CSV Steps
The Csv
step comes with two different options what it will
expect as input.
use Crwlr\Crawler\Steps\Csv;
// Either
Csv::parseString();
// or
Csv::parseFile();
When using Csv::parseString()
it just
expects to get a string (or RespondedRequest
from an Http
step).
When using Csv::parseFile()
it expects a file path
from your local filesystem that it'll read line by line.
This way it should be possible to read very large CSV files
without using too much memory.
Both methods have the same optional arguments. The first one is an array where you can provide a column mapping (explained further below).
use Crwlr\Crawler\Steps\Csv;
Csv::parseString(['id', 'name', 'homepage']);
Csv::parseFile(['id', 'name', 'homepage']);
And a second optional param to tell the step to skip the first line (when it contains column headlines).
use Crwlr\Crawler\Steps\Csv;
Csv::parseString(['id', 'name', 'homepage'], true);
But actually there is also a method to achieve this, which makes it more readable:
use Crwlr\Crawler\Steps\Csv;
Csv::parseString(['id', 'name', 'homepage'])->skipFirstLine();
Column mapping
The column mapping is an array of property names in the order of the columns in the CSV. If you don't provide a mapping it will take the values from the first CSV line as keys. So this only makes sense when the CSV has column headlines in the first line.
In the example above it gets the first 3 columns and in the
output they'll have the keys id
, name
and homepage
.
If you want to skip columns, you can either use numerical keys in the array matching the CSV columns starting at 0.

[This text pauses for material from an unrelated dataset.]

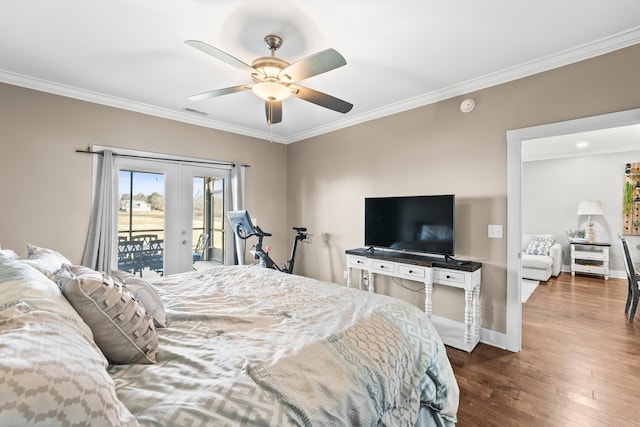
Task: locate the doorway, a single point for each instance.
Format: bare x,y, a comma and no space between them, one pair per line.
515,139
170,215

use Crwlr\Crawler\Steps\Csv;
// 123,Christian,Olear,"https://www.otsch.codes",m
Csv::parseFile([1 => 'firstname', 3 => 'website', 4 => 'gender']);
Or use null values to skip columns. So for the same example as above:
use Crwlr\Crawler\Steps\Csv;
Csv::parseFile([null, 'firstname', null, 'website', 'gender']);
Separator, Enclosure and Escape Characters
There are also methods to change the separator, enclosure and escape characters that it should use.
use Crwlr\Crawler\Steps\Csv;
Csv::parseFile(['username', 'firstname', 'surname'])
->separator('|')
->enclosure('/')
->escape('%');
And as you can see the methods can be chained as they all return the instance.